Irgendwie raffte Andrej die letzte Energie zusammen, um den Kopf zu schütteln und sich halb aufzusetzen, aber danach musste er sekundenlang reglos sitzen bleiben, um neue Kraft zu sammeln. Er fühlte sich ausgelaugt, und obwohl er stundenlang geschlafen hatte, buchstäblich zum Umfallen müde.

»Was ist denn los?«, murmelte er. »Was willst du?«

»Laurus schickt mich«, antwortete Bason. »Dieser Schulz ist gekommen.«

Andrej hob langsam den Kopf und fuhr sich mit dem Handrücken über die tränenden Augen. »Schulz?«, fragte er verständnislos.

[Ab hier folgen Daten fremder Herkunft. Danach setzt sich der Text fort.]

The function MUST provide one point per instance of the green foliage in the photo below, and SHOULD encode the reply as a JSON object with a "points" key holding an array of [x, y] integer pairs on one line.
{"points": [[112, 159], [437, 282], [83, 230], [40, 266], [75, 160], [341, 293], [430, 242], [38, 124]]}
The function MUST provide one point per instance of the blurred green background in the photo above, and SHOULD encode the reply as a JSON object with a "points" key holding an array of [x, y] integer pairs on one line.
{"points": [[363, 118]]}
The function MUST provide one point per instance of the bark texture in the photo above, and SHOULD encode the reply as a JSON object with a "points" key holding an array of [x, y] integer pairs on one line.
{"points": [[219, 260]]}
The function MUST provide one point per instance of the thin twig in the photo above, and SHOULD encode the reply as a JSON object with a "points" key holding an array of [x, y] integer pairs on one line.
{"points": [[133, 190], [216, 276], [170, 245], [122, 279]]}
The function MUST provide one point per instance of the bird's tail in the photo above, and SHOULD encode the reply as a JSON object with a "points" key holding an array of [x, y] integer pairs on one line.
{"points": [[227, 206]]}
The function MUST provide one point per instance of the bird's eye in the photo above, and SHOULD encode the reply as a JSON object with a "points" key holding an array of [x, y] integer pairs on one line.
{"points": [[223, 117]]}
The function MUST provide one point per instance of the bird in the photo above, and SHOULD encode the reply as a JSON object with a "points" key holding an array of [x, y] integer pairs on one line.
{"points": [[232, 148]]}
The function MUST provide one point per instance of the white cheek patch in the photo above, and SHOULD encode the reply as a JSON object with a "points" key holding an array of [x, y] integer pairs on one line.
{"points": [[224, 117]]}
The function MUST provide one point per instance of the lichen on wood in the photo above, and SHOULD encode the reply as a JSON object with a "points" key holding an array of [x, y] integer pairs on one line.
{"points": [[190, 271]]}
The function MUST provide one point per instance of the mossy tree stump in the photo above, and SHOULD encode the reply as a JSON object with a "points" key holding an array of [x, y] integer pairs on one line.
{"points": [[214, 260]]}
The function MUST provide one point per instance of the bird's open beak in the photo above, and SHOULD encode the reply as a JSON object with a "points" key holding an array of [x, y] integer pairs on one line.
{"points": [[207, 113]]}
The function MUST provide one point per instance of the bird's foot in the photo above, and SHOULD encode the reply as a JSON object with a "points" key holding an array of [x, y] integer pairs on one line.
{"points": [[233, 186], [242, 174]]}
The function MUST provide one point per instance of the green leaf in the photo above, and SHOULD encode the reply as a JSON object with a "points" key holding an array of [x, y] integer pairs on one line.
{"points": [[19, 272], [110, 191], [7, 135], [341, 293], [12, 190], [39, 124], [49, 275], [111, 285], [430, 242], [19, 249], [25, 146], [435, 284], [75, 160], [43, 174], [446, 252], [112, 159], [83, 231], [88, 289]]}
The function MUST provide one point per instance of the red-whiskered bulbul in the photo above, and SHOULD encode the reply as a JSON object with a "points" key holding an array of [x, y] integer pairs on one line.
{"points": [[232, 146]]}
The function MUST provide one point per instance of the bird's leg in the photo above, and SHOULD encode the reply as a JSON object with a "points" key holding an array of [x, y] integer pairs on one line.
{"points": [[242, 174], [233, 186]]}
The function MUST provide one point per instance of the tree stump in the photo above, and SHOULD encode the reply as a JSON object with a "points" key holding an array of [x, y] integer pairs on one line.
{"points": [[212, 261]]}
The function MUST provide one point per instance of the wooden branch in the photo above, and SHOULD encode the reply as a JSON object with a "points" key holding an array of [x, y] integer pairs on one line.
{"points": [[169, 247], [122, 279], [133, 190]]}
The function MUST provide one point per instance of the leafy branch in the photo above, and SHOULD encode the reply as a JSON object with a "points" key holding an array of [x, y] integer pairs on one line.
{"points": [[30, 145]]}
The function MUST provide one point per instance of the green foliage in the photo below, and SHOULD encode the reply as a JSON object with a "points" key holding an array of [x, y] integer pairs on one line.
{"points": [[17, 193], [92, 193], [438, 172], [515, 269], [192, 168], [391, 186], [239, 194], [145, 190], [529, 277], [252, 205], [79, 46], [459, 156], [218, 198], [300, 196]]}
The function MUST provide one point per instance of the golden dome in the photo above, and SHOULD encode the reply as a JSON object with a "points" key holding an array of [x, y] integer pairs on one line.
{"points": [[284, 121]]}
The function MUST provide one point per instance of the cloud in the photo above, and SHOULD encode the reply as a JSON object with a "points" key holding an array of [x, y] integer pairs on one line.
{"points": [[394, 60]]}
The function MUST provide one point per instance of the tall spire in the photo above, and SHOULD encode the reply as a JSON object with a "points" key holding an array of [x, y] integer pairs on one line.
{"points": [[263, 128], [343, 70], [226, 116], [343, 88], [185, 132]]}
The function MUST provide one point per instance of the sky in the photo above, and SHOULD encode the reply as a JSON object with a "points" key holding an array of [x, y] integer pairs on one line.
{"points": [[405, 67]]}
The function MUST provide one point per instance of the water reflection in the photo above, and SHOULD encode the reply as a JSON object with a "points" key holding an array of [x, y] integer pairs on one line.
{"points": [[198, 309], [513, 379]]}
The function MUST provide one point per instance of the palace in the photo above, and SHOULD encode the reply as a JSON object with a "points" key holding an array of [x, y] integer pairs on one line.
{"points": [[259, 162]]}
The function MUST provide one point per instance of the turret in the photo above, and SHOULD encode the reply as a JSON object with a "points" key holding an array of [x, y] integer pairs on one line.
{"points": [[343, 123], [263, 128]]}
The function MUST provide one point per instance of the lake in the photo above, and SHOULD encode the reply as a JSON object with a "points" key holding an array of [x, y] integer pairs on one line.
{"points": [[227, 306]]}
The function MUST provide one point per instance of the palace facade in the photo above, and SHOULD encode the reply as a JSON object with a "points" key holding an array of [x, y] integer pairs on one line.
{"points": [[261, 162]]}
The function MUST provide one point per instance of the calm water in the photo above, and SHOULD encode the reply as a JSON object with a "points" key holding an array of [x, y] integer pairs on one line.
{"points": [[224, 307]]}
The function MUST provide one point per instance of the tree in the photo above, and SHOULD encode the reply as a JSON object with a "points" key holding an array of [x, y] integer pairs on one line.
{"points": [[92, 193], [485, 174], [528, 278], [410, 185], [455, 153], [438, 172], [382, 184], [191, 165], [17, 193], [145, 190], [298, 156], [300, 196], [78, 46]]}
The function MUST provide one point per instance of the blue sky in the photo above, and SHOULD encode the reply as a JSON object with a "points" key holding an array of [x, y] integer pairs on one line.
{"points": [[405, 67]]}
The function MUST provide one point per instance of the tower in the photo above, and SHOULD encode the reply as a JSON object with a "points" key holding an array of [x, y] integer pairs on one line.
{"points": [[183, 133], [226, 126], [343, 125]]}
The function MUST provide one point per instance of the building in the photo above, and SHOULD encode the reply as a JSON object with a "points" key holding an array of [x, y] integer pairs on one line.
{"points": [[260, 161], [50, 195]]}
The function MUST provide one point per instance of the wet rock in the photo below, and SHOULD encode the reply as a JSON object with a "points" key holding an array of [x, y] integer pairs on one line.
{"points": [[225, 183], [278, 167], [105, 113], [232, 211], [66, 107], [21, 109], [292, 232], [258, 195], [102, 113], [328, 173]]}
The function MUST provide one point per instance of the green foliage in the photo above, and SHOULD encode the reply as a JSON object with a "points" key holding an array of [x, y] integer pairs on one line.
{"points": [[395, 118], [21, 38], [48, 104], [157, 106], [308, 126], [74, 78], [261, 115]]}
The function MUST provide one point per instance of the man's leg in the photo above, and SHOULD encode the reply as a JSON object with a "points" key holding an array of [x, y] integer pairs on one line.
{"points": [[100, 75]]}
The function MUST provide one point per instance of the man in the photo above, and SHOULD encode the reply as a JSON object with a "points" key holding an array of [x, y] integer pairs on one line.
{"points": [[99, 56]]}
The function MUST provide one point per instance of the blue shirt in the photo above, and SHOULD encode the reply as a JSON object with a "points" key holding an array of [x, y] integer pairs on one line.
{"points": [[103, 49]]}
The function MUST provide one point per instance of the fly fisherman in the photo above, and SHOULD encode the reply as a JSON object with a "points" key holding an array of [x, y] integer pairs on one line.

»Ich weiß nicht, was passiert ist«, antwortete Bason. Er wirkte verstört, beinahe ängstlich. »Aber irgendetwas muss passiert sein. Laurus ist sehr aufgeregt. Er sagt, du sollst sofort kommen.«

»Meinetwegen«, sagte Andrej. Er versuchte, aufzustehen, sank mit einem seufzenden Laut zurück und griff dankbar nach Basons Hand, die dieser ihm auch sogleich entgegenstreckte. Selbst mit Hilfe des jungen Sinti gelang es ihm kaum, auf die Füße zu kommen, und als er endlich stand, da wankte er vor Benommenheit und Schwäche. Seine Lippen waren aufgeplatzt und fühlten sich an, als hätte er seit einer Woche nichts mehr getrunken, und obwohl Basons Stimme keinerlei Zweifel daran aufkommen ließ, wie ernst seine Worte gemeint waren, war Andrej einen Moment lang versucht, sich einfach wieder auf das Bett sinken zu lassen und weiterzuschlafen.

»Bist du krank?«, fragte Bason noch einmal, und jetzt im Ton ehrlicher Besorgnis.

»Nein«, antwortete Andrej. »Ich fühle mich nicht gut, aber ich glaube, ich habe einfach zu wenig geschlafen. Und vielleicht zu viel getrunken.« Er machte einen Schritt. »Bring mich zu Laurus.«

»So?« Bason riss die Augen auf. Andrej sah ihn einen Moment lang verständnislos an, dann blickte er an sich herab und stellte erst jetzt fest, dass er nackt war.

»Nun denn«, sagte er. »Warte noch einen Augenblick.« Er begann mit umständlichen, noch immer schlaftrunkenen Bewegungen, seine Kleider zusammenzusuchen, schlüpfte in Hose und Stiefel, und hob schließlich das zerfetzte und blutdurchtränkte Hemd auf. Einen Moment lang betrachtete er die zerrissenen Überreste des Kleidungsstückes stirnrunzelnd, dann ließ er es mit einem Seufzen zu Boden fallen und sagte: »Das war mein letztes Hemd.«

»Ich gebe dir eins von mir«, sagte Bason, »aber jetzt komm, bitte. Es ist wirklich wichtig.« Er ging zur Tür und trat unruhig auf der Stelle, bis Andrej sich endlich erhob und ihm folgte.

Er hob schützend die Hand vor die Augen, als er in das grelle Sonnenlicht hinaustrat. Ein vorsichtiger Blick gen Himmel sagte ihm, dass er seine erste Schätzung korrigieren musste - die Sonne war aufgegangen, aber es konnte kaum länger als eine Stunde her sein, und im Lager herrschte etwas, das Andrej nur als stille Aufregung bezeichnen konnte; er hörte weder ein lautes Wort, noch sah er eine hektische Bewegung, aber er konnte die Anspannung spüren, die von den Menschen Besitz ergriffen hatte.